The 7-step CI adoption sequence for sales orgs that haven't deployed yet:

  1. Start at Tier 1 (recording + transcription) with free or low-cost tools. Otter, Fathom, native Zoom recording. Establish the operational baseline of "calls get recorded and AEs can self-review" before investing in higher tiers.
  2. Set the recording disclosure standard. Every call opens with a clear recording disclosure. Train AEs to include it without it feeling awkward. The disclosure becomes operational habit.
  3. Run a 4-week self-review pilot with AEs. Each AE picks one call per week to review themselves; identify one thing to improve. Builds the muscle of using recordings for coaching before manager-led coaching begins.
  4. Add Tier 2 (manager coaching workflow) at $10M+ ARR. Buy Gong, Chorus, or Avoma based on existing ecosystem fit. Train managers on the coaching workflow before AEs see manager-driven review. Budget 1-2 hours/week per AE in manager time.
  5. Establish coaching discipline before adding deal-risk AI. The AI works better when underlying coaching has established what "good calls" look like at your team. Skipping straight to T4 produces unreliable risk-flagging.
  6. Add Tier 3 (forecast intelligence) after 6+ months of CI data.

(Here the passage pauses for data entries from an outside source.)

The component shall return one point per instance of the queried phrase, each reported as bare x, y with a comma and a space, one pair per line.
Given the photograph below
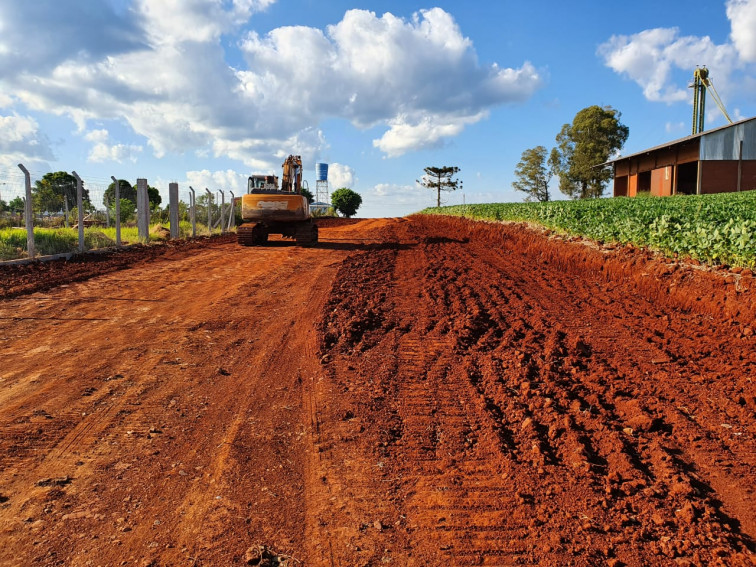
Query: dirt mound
416, 392
520, 400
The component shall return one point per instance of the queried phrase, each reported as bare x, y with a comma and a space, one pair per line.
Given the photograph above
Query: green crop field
715, 229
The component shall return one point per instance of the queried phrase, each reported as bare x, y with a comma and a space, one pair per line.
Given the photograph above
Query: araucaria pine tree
440, 179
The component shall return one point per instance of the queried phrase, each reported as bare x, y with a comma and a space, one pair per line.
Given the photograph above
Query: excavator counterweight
266, 209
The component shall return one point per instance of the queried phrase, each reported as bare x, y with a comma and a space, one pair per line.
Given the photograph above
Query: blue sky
206, 92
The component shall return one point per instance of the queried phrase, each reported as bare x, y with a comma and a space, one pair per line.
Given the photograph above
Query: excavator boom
266, 209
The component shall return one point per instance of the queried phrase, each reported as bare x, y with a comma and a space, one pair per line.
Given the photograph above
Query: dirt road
410, 392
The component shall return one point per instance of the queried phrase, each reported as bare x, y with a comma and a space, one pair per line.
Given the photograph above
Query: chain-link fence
46, 213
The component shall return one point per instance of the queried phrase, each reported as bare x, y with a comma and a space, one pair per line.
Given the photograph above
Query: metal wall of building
724, 144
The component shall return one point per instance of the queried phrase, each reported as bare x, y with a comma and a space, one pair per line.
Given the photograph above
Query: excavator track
252, 234
306, 234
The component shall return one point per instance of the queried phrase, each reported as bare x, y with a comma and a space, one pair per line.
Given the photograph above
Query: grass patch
48, 241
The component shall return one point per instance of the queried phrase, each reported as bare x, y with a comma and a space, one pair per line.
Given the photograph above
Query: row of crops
716, 229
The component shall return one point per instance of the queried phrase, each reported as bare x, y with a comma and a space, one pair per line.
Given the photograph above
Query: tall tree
48, 192
440, 179
594, 135
346, 201
533, 174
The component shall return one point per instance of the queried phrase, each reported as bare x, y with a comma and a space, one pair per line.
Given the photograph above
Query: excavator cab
266, 209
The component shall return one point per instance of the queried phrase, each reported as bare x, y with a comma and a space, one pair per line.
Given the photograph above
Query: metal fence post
29, 214
143, 210
209, 211
80, 206
193, 211
173, 209
117, 188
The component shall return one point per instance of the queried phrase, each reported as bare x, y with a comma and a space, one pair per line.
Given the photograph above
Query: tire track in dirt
570, 447
176, 430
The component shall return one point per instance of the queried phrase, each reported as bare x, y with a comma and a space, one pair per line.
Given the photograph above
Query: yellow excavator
266, 209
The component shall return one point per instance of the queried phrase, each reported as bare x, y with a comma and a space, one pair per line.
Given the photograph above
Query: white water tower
321, 183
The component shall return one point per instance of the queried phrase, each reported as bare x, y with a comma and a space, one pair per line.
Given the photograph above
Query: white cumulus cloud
162, 67
20, 139
742, 15
662, 60
103, 151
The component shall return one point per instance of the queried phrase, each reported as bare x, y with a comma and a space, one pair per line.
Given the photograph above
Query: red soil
423, 391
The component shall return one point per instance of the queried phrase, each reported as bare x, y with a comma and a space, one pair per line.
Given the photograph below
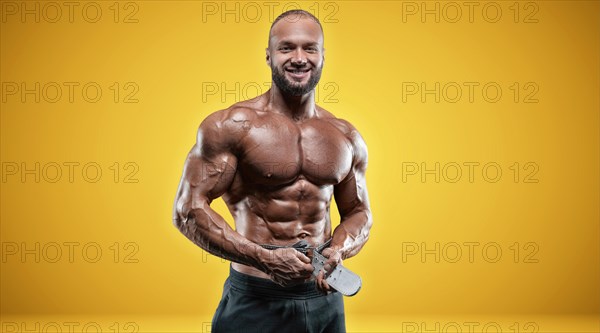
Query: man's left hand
334, 258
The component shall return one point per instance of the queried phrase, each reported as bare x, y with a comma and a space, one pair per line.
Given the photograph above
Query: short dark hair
297, 13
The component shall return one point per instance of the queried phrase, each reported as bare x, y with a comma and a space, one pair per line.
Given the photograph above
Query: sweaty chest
274, 154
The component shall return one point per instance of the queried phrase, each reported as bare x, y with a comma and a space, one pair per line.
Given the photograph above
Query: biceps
351, 195
203, 180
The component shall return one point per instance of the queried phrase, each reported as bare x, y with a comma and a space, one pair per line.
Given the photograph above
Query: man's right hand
287, 266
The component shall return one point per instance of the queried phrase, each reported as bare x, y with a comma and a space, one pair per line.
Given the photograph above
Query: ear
268, 57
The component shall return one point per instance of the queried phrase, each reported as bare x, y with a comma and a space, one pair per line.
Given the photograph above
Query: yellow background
173, 51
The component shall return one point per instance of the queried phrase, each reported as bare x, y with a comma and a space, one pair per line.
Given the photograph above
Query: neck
295, 107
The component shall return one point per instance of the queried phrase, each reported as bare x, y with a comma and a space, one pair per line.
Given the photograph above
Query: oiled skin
277, 161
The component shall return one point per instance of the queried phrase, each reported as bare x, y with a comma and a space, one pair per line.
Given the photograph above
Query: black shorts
251, 304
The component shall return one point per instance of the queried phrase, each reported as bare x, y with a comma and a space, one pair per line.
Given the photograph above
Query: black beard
292, 89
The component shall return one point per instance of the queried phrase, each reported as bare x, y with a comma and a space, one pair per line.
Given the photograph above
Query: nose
299, 58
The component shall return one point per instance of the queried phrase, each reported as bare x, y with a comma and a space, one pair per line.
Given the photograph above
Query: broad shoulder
355, 139
223, 129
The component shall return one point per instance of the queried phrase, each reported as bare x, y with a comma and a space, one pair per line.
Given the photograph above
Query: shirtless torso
277, 160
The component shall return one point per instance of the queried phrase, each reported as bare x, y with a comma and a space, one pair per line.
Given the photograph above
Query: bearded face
294, 80
295, 55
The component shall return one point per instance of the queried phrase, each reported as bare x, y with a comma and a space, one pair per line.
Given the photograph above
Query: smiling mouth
298, 72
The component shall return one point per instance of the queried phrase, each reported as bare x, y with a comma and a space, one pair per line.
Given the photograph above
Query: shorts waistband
253, 285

The pattern-matching needs historical data to train on. Implementing forecast intelligence on day 1 produces patterns based on incomplete data.
  7. Audit privacy + buyer-experience quarterly. Survey buyers (post-deal-loss interviews are a good source) about whether the always-recorded dynamic affected their experience. The data-collection asymmetry is real; managing it well preserves buyer trust long-term.

07Common mistakes

Mistake 1
Buying CI before building the coaching discipline. Gong without manager review time becomes expensive storage. The tool requires operational investment to produce value; buying the tool doesn't substitute for the discipline.
Mistake 2
Jumping to Tier 4 (deal-risk AI) without Tier 2 coaching. AI risk-flagging works better when the underlying coaching workflow has established what good vs bad calls look like at your team. Skipping tiers produces unreliable AI signals.
Mistake 3
Using CI as surveillance rather than coaching. If AEs perceive CI as "the manager is watching everything I do," they perform for the recording rather than for the buyer. The framing matters — coaching tool with manager support, not surveillance system.
Mistake 4
Dismissing buyer privacy concerns. "Everyone knows their calls are recorded now" is increasingly not true — buyers know but increasingly don't love it. Good vendor practice acknowledges the asymmetry and manages it actively.
Mistake 5
Buying based on the demo not the daily-use experience. Gong's demo is polished; the daily-use friction is real. Talk to actual users (managers + AEs) at companies of your size before committing.
Mistake 6
Not setting clear data-retention policies. Recordings accumulate. Without explicit retention policies, you build a multi-year archive that becomes a discovery liability if litigation arises. Set 12-24 month retention; delete older recordings.